En octubre de 2019, volé desde Alaska, donde acababa de terminar otra temporada, a Nueva Zelanda para otro trabajo como guía. Compré una camioneta y la conduje por la Isla Sur, contemplando las hermosas costas que estaban impresas en miles de postales. Lugares a los que la gente solo soñaba con escapar. Busqué compañeros de escalada y conocí a una bonita pareja europea. Compartimos un día de craking y luego condujeron su furgoneta en dirección opuesta a la mía. Mi corazon se hundio. El ciclo de relaciones que iban y venían se estaba acelerando más de lo que podía manejar. Lo que realmente quería, más allá de cualquier gran aventura, era una comunidad consistente.

Recuerdo mirar el océano y no sentir nada. Estaba a miles de millas de cualquier persona que conocía, y no solo no quería estar allí, sino que no podía pensar en un solo lugar donde realmente quisiera estar. Quería dejar de correr, dejar de moverme, dejar de vivir de una manera que me quemaba. El día que iba a comenzar la orientación para mi nuevo trabajo, me quedé congelada en el estacionamiento de la empresa y ni siquiera podía salir por la puerta de mi camioneta. Finalmente me alejé y usé el dinero que me quedaba después de llegar allí para comprar un boleto de avión a casa. Había roto y recreado mi identidad tantas veces. Lo que antes se sentía como libertad en el espíritu nómada, ahora se sentía como un callejón sin salida.

Escalada La revista es ahora 50% de descuento por tiempo limitado. Con solo $24 al año obtendrá cinco ediciones impresas (cuatro Escaladauno Ascenso) Entregado en tu puerta. Los suscriptores también reciben acceso ilimitado a más de 5.000 artículos en escalada.com.

Después del mes que tardé en vender la camioneta, dejé Nueva Zelanda para mudarme a la casa de mi madre. Me sentí como un fracaso. Si redujese la velocidad lo suficiente como para encontrar estabilidad, ¿estaría comprometiéndome demasiado? ¿Qué pasaría si ya no tuviera el impulso para guiar o tomar riesgos al aire libre? Esas cosas se habían convertido en mi identidad.
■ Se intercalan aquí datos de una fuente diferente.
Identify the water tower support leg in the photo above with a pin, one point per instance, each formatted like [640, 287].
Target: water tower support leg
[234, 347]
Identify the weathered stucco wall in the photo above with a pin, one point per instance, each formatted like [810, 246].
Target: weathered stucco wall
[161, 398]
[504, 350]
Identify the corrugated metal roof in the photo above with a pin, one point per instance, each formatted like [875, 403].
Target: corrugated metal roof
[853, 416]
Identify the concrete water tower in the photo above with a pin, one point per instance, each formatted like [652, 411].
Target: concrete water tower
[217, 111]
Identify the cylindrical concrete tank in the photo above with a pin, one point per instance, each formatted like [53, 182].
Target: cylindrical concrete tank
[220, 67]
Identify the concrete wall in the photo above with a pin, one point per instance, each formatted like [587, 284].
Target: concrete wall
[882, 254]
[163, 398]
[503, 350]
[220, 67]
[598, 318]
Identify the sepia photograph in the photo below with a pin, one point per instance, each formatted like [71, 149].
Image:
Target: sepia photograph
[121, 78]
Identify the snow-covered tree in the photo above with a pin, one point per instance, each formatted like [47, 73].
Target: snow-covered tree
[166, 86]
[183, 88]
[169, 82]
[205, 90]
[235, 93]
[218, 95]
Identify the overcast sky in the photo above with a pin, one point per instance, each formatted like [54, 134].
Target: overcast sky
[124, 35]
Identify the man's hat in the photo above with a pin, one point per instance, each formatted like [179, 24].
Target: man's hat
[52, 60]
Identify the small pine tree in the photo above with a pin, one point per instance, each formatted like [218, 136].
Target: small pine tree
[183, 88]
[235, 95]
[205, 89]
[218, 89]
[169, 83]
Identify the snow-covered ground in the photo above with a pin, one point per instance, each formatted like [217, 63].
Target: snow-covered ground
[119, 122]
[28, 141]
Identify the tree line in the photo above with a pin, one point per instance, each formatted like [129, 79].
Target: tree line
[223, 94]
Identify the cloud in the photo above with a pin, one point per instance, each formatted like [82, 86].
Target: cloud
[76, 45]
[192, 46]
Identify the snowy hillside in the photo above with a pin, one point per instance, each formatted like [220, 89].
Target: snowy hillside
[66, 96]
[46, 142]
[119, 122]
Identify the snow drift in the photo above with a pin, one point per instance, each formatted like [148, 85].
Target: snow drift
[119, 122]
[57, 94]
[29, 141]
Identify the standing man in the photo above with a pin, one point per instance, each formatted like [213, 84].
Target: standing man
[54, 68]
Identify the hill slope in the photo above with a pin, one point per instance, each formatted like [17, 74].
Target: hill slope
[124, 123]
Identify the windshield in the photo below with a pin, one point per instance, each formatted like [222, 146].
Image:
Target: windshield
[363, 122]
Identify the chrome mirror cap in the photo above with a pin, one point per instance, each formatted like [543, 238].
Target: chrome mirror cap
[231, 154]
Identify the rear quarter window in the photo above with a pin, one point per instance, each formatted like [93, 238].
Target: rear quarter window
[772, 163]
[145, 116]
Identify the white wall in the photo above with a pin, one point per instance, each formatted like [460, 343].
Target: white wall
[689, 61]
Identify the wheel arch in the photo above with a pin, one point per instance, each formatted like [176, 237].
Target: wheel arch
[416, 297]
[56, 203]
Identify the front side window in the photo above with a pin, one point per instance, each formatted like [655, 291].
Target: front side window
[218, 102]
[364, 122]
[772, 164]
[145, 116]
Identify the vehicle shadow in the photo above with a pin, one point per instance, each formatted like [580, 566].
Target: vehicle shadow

Durante los siguientes dos años viví en siete casas más y en cuatro estados diferentes. Una terapeuta en el norte de Idaho me contó sobre dos mujeres gemelas que abren sus hogares para ayudar a las personas a escuchar y sanar sus corazones, y superar el dolor. Ofrecen clases de 10 semanas y talleres de tres y seis días llamados Vida Responsable. Me resistí a encontrarme con ellos hasta que estuve enferma y cansada de estar enferma y cansada. Ese punto llegó después de otros cinco eventos significativos, incluida la pérdida de una relación, vivienda e incluso vivienda para mi cachorro, todo en un solo golpe. Lo que necesitaba era un techo y un amigo.

1652122554 60 Buscando el ideal de la vida orientadora
Laura Wood disfrutando de una caminata en el Parque Nacional Glacier. (Foto: Erin Phillips)

Estas mujeres me enseñaron que cuando sé quién soy, incluso en una tormenta de nieve, nunca puedo perderme. Temporada tras temporada pensé que había aprendido quién era yo. Pero fue solo en el contexto de cada trabajo, lugar e identidad. Y esos contextos no eran sostenibles. O si lo eran, tenía que preguntarme si realmente quería seguir por esos caminos.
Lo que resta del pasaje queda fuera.